En este espacio privilegiado de lo estético —sin olvidar que proviene de lo ético, ambos valorativos— la música puede ocupar el primer rango por realizar la síntesis entre la mostración expresiva, emocional y valiosa, con la exactitud abstracta de las categorías matemáticas que le proveen la posibilidad de numerar objetos sin contenido material concreto por medio de la escritura melográfica. A esta convergencia hace lugar el TLP en 3.141 y desde el 4.003 al 4.0141.
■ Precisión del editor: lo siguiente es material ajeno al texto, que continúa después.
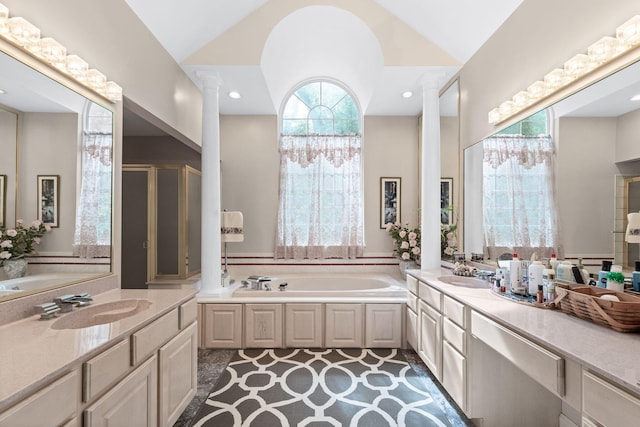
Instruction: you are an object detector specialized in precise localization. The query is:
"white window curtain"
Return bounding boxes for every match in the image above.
[275,134,364,259]
[482,135,562,260]
[73,132,112,258]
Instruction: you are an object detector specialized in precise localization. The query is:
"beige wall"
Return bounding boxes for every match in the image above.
[460,0,640,149]
[2,0,203,146]
[19,113,79,254]
[220,115,419,257]
[556,117,618,257]
[616,109,640,163]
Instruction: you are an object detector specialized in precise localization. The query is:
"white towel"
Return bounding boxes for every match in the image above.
[627,212,640,243]
[221,211,244,242]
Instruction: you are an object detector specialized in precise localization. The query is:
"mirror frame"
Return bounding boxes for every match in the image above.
[0,37,117,303]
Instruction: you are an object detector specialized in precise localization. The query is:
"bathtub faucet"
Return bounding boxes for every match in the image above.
[247,276,273,290]
[54,293,93,312]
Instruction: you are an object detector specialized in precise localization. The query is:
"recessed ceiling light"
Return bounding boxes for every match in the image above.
[0,89,5,95]
[401,91,413,99]
[229,91,241,99]
[630,93,640,102]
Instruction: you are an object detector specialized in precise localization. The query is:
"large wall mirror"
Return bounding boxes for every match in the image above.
[0,49,113,301]
[464,58,640,271]
[440,80,460,259]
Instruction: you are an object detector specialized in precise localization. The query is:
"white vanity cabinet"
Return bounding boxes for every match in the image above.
[417,281,443,381]
[0,296,198,427]
[405,275,419,350]
[441,295,468,411]
[582,371,640,427]
[201,303,243,348]
[0,370,80,427]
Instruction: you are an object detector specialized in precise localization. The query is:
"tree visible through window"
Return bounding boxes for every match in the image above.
[275,81,364,259]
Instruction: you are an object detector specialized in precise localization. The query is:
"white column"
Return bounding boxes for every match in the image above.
[197,71,223,295]
[420,72,444,270]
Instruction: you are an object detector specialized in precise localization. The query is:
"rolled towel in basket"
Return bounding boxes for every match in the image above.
[221,211,244,242]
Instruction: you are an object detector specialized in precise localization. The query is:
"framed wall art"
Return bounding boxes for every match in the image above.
[441,177,453,225]
[37,175,59,228]
[380,177,401,228]
[0,175,5,228]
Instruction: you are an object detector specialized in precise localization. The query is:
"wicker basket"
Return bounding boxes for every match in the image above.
[554,283,640,332]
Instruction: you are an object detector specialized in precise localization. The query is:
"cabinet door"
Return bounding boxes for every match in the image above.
[84,355,158,427]
[406,307,418,351]
[122,168,151,289]
[365,304,402,348]
[285,303,323,348]
[418,301,442,380]
[245,304,283,348]
[443,340,466,411]
[159,322,198,427]
[325,303,363,348]
[202,303,243,348]
[583,371,640,427]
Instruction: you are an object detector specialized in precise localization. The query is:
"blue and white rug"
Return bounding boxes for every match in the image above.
[191,348,454,427]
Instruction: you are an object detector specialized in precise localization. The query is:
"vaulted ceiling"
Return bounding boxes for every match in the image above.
[123,0,523,116]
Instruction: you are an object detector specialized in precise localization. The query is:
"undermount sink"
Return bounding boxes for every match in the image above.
[438,275,489,289]
[51,299,152,330]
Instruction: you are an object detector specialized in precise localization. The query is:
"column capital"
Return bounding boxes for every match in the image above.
[420,70,446,92]
[195,70,223,90]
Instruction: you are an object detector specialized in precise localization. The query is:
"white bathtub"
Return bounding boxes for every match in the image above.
[232,274,407,298]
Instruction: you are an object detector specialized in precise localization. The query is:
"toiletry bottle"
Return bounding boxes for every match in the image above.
[633,261,640,292]
[537,285,544,304]
[542,260,554,299]
[496,268,505,293]
[509,253,521,293]
[556,261,574,282]
[547,274,556,303]
[606,264,625,292]
[550,253,559,273]
[597,260,613,288]
[577,258,590,284]
[528,260,544,296]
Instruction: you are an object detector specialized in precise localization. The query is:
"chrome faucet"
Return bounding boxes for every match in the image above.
[54,293,93,312]
[247,276,273,290]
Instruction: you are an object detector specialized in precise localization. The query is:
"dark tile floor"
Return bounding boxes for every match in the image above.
[173,348,473,427]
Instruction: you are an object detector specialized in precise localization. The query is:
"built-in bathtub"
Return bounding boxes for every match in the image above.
[0,273,96,297]
[231,273,407,299]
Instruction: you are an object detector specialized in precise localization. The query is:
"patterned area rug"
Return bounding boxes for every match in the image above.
[191,348,453,427]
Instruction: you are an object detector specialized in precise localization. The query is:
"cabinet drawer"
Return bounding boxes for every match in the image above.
[132,309,180,365]
[419,282,441,311]
[407,275,418,294]
[0,370,79,427]
[443,317,466,354]
[179,298,197,329]
[583,371,640,426]
[407,291,417,313]
[471,311,565,397]
[83,338,130,402]
[443,295,466,328]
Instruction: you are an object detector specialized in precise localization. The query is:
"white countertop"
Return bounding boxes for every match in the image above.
[0,287,196,411]
[409,268,640,396]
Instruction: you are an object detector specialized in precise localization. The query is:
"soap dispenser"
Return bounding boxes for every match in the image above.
[597,260,613,288]
[633,261,640,292]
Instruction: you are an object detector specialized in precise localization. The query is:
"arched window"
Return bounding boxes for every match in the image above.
[275,80,364,259]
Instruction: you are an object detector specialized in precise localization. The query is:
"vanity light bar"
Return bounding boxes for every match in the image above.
[0,2,122,102]
[488,15,640,125]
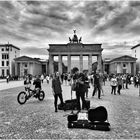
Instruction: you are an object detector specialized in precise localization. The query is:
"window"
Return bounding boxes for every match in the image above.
[6,47,9,51]
[11,47,12,51]
[1,48,4,51]
[2,69,4,76]
[135,50,136,53]
[15,51,16,53]
[2,54,4,59]
[2,61,4,66]
[6,61,9,66]
[135,54,136,58]
[2,54,9,59]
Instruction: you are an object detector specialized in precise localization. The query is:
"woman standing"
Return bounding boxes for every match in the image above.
[110,75,117,95]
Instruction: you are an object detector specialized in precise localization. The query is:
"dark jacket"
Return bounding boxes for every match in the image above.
[52,77,62,94]
[33,78,41,88]
[93,74,100,87]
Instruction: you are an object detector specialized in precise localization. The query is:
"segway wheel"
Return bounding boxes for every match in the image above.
[17,91,27,105]
[38,91,45,101]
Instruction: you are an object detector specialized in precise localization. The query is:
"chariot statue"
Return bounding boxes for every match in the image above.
[69,30,82,43]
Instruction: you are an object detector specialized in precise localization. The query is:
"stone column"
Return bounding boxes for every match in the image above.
[79,54,83,73]
[58,54,62,74]
[49,54,54,75]
[133,62,136,75]
[28,62,30,75]
[33,62,35,76]
[15,62,17,75]
[128,62,131,74]
[114,63,116,73]
[20,62,23,77]
[67,54,71,73]
[121,62,123,73]
[88,54,92,73]
[97,54,102,72]
[46,61,48,75]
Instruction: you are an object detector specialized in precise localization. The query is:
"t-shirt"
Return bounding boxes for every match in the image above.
[111,78,117,86]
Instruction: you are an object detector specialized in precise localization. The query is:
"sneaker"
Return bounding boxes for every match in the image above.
[55,108,58,112]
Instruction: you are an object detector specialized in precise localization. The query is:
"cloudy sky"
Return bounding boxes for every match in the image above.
[0,0,140,59]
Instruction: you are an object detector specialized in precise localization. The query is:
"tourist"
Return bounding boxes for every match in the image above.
[99,71,104,96]
[64,73,68,85]
[125,75,129,89]
[135,75,139,88]
[130,76,134,85]
[84,71,90,98]
[117,75,123,95]
[24,75,31,91]
[110,74,117,95]
[46,75,50,84]
[52,72,64,112]
[122,75,126,89]
[41,74,44,83]
[67,72,71,85]
[6,75,9,83]
[61,73,64,84]
[33,75,42,89]
[92,70,101,99]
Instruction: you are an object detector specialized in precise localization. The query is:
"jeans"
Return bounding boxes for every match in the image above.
[111,86,116,94]
[54,93,64,111]
[76,91,87,110]
[92,85,101,99]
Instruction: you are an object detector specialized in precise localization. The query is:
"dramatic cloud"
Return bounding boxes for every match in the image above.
[0,0,140,59]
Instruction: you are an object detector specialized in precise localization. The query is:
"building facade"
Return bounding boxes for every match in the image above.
[14,56,48,77]
[0,44,20,77]
[103,55,137,75]
[131,44,140,73]
[48,31,103,74]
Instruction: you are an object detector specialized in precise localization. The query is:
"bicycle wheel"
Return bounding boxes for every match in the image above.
[17,91,27,105]
[38,91,45,101]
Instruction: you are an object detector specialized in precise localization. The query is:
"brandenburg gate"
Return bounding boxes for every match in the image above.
[48,30,103,74]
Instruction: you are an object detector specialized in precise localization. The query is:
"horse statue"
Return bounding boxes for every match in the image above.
[79,37,82,43]
[69,37,72,43]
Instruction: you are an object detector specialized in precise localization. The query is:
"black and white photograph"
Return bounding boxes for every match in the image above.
[0,0,140,139]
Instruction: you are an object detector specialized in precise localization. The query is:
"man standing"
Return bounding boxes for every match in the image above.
[52,72,64,112]
[117,75,123,95]
[92,70,101,99]
[73,68,87,112]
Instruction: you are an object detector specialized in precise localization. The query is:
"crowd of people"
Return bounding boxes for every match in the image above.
[23,69,140,113]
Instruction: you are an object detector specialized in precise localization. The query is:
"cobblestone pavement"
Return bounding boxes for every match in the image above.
[0,80,24,91]
[0,81,140,139]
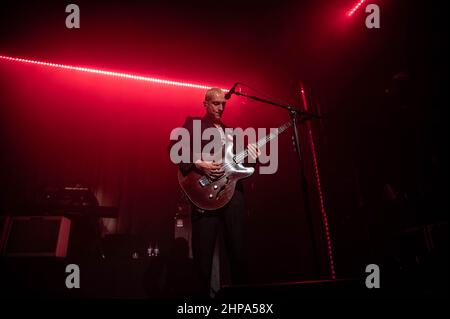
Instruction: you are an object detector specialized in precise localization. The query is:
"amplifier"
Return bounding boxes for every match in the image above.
[0,216,71,257]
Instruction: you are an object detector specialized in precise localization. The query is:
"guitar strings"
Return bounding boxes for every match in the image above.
[202,120,292,184]
[220,121,292,171]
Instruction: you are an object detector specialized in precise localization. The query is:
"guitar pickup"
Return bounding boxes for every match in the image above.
[198,177,210,187]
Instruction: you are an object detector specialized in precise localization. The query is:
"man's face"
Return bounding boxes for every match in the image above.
[204,92,226,122]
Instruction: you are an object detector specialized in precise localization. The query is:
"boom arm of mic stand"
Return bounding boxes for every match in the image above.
[233,91,322,120]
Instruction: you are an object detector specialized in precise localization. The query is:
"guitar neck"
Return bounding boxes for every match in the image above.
[233,120,292,163]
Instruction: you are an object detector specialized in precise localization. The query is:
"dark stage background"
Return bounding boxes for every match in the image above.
[0,0,446,294]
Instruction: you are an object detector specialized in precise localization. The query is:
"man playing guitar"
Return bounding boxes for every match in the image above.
[170,88,260,298]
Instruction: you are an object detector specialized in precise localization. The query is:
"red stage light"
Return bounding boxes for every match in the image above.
[347,0,366,16]
[299,83,336,279]
[0,55,227,91]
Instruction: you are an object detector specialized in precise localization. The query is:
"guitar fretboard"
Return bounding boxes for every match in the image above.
[233,120,292,163]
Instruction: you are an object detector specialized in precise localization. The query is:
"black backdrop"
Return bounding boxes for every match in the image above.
[0,0,444,284]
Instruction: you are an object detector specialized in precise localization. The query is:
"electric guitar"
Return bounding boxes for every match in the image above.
[177,121,292,210]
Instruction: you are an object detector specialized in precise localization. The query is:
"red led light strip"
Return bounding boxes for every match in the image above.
[347,0,366,16]
[0,55,227,91]
[300,84,336,279]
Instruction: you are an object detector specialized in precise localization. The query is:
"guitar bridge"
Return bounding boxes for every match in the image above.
[215,177,229,199]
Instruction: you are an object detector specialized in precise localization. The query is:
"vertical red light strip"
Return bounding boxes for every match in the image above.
[299,83,336,279]
[347,0,366,16]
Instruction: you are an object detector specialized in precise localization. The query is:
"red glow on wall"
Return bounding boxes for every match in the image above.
[299,83,336,279]
[0,55,227,91]
[347,0,366,16]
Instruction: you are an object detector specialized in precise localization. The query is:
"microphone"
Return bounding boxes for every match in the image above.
[224,82,239,100]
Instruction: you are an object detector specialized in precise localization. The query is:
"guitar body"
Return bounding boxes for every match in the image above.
[178,142,254,211]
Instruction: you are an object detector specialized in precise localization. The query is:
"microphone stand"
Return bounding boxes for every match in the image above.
[233,90,322,278]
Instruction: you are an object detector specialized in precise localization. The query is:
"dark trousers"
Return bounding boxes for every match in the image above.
[191,189,247,297]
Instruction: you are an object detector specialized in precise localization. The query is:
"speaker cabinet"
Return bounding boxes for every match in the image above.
[0,216,71,257]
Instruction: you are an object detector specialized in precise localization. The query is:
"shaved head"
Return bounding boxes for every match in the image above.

Como las frases musicales, las proposiciones se articulan en una suerte de sintaxis compartida o similitud estructural. Así como las primeras no son un mero montón de palabras, tampoco la segunda es un mero cúmulo de notas. Por ello, cuando se pronuncia una palabra es como si se pulsara una nota en el teclado de un piano: el cordado ya está listo en la caja, a la espera del sujeto que lo active (cf. Investigaciones filosóficas, parte 1). En principio, una proposición impresa no guarda similitud con el hecho del que pretende dar cuenta, pero lo mismo ocurre con la partitura respecto a la ejecución musical. Hay un parentesco interior entre ambas que se vale de figuras comparables. W llega a hablar de pensamiento musical, de la música como lenguaje y, en consecuencia, de la posibilidad de traducir mutuamente los dos tipos de mensajes. El punto de sutura es la voz, apta para el verbo y el canto. Es despliegue horizontal de lo dicho, una suerte de arco melódico (cf. Diario, 29 de marzo de 1915). El orden armónico del mundo es invisible y teje correspondencias, correlatos y empatías levemente sonoras, dispersas por todas partes, en disposición de actuar según se activen las proposiciones lógicas. La consumación no se da por medio de la ciencia ni de la filosofía, sino en la obra de arte que, por tener un espacio y un tiempo propios, asimismo abarca el espacio lógico. Según quiere Heinrich Heine, donde mueren las palabras, nace la música.